Classes go down smoothly

The Baltimore Sun

For months, Larry Vande Kieft, his wife, Emlagene, and friends, Tom and Daneene Lucas of Bel Air, made the trip to Harford Vineyard to make wine.

They tested and blended spices until they had created their own blend of a Sangiovese. Vande Kieft, a physicist, said he was intrigued by the wine-making process.

"I learned about yeast and the way the acids in the grape juice ferment," said the 75-year-old Street resident. "When you first taste a wine in the early stages of fermentation, it's coarse. The longer it ferments, the easier it is on the tongue."

He is one of dozens of people making wine at the Harford Vineyard wine making facility, the first of its kind in the county, said owner Kevin Mooney.

Opened last May, the facility is on the grounds of the vineyard, planted by Mooney in 2003 on a 20-acre parcel in the Piedmont region of Harford County. The vineyard was started with Vidal and Traminette grapes, and last year Mooney added 1,900 Merlot plants, he said.

"There was a tremendous need for Maryland grapes," said Mooney, 49, of Forest Hill.

With a few good harvests under his belt, Mooney said he wanted to grow the business. On a trip to New Jersey, he attended an amateur wine-making school.

"I thought it was an interesting venture," he said. "It was something I wanted to try."

So the wine making facility was born.

Mooney helps the patrons, who can make up to 250 gallons of wine a year, with the chemistry and blending, he said.

The first step is selecting the grapes or juice to make the wine, he said.

In addition to his homegrown grapes, Mooney imports grapes and juice from Northern California and Chile, which he sells to home wine makers and wineries, he said.

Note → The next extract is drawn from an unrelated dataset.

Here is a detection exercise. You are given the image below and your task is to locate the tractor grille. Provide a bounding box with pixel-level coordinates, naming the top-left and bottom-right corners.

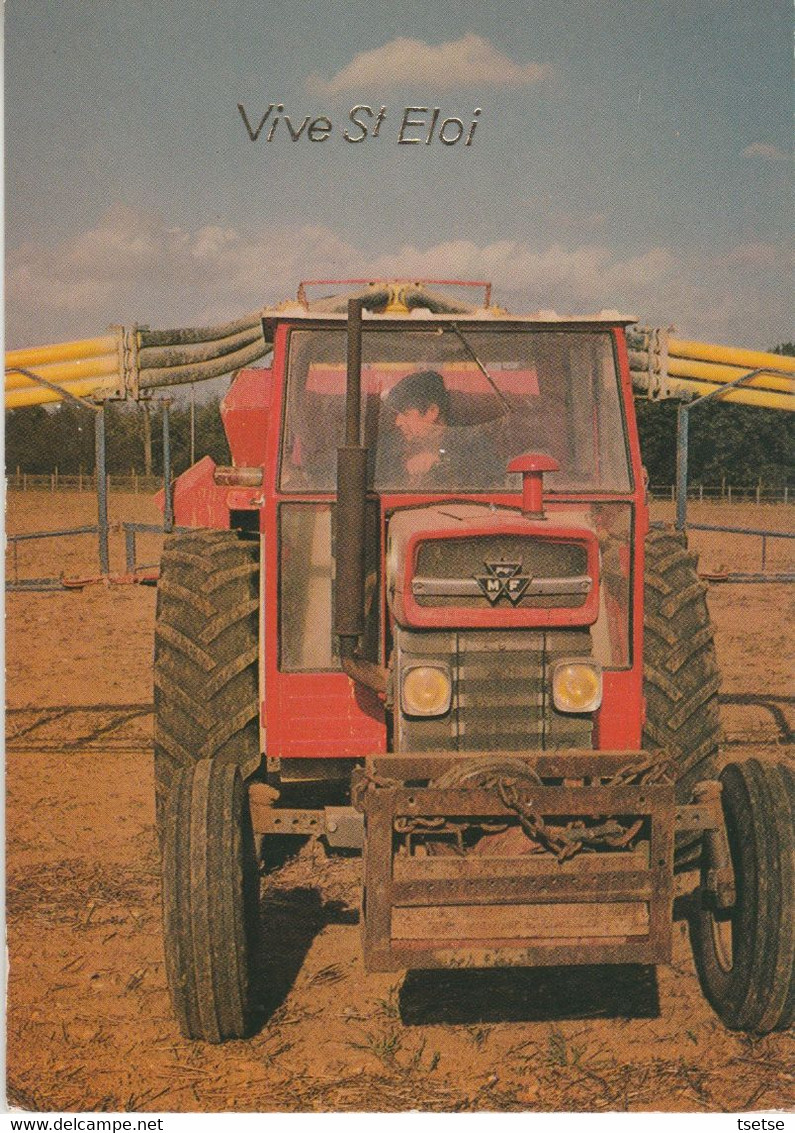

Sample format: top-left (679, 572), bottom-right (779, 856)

top-left (396, 627), bottom-right (594, 753)
top-left (413, 536), bottom-right (590, 610)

People who want to make wines in the spring, from late April to May, may choose from California grapes and juices such as Barbera, Carignane, Sangiovese, and Zinfandel. In September through November, they can select from Chilean grapes or juices including Malbec, Carmenere, Syrah, and Merlot.

The entire process from grape crushing to bottling takes about 10 months, Mooney said. During that time, wine makers who range in age from 30 to 80, learn crushing, de-stemming, pressing, racking, and bottling techniques, he said. The cost for making wine ranges from $130 for a case, $650 for a quarter barrel or about five cases, and about $800 for six cases.

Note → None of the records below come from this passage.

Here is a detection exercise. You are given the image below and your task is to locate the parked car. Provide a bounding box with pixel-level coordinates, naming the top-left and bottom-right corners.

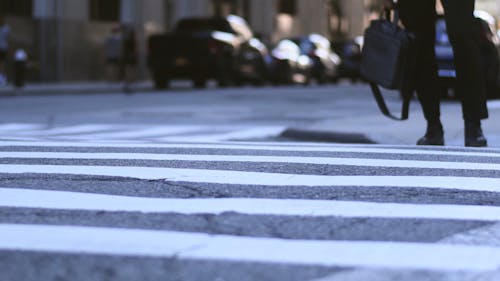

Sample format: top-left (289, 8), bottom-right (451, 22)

top-left (268, 39), bottom-right (313, 85)
top-left (147, 15), bottom-right (268, 89)
top-left (331, 38), bottom-right (363, 82)
top-left (235, 38), bottom-right (269, 85)
top-left (435, 11), bottom-right (500, 99)
top-left (290, 34), bottom-right (341, 84)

In January, he offered the first of a series of seminars on wine making, led by Carl O. DiManno Winemaker at Sugarloaf Mountain Vineyard in Dickerson. He cut off enrollment at 30 people and had to turn people away, he said.

"The seminar was very successful, but I have seen an overall growth in our business," he said. "Wine making is something that you learn new things every time you do it. It's like being an artist. Everyone has their own vision of what they want to do, and it's different for everyone. It's not like licking stamps, where once you do it a couple of times, you're an expert at it."

Making wine is an eye opener for some people, he said.

"People don't really understand how wines are blended," he said. "The first time they taste an unfinished wine, it's pretty coarse ... it's unrefined."

Bob Rucier agreed.

Last fall, Rucier attended a wine tasting in Bel Air, at which Harford Vineyards had a booth. When he learned about the wine making facility, he decided to give it a try.

"Wine is my drink of choice," said Rucier, 57, of Bel Air. "I collect it, shop for it, and enjoy it. So why not make it?"

He signed on to make a quarter barrel of Zinfandel, he said. When he first tasted the wine juice, it had an unrecognizable taste, he said.

"I was amazed at how different my wine tasted at the final tasting," said Rucier, who is retired from a job as a corporate manager. "It actually tasted like a Zinfandel."

Making wine helps to increase appreciation of the process, Mooney said.

"We have people who are very skeptical," he said. "But they try it because it sounds cool. A father and son came in thinking they would be making vinegar. When they find out that they were making something that actually tastes good, they got very excited."

Vande Kieft got back into wine making after a 20-year hiatus, he said.

"I made wine at home until I discovered that my boys got into it," he quipped.

He prefers making wine away from home.

"Harford Vineyard provides the facility, the equipment, the knowledge, the grapes, or juice, and the contacts," he said. "It's a marvelous little facility, and a nice little hobby. I drink to enjoy it, and I make it because it's fun."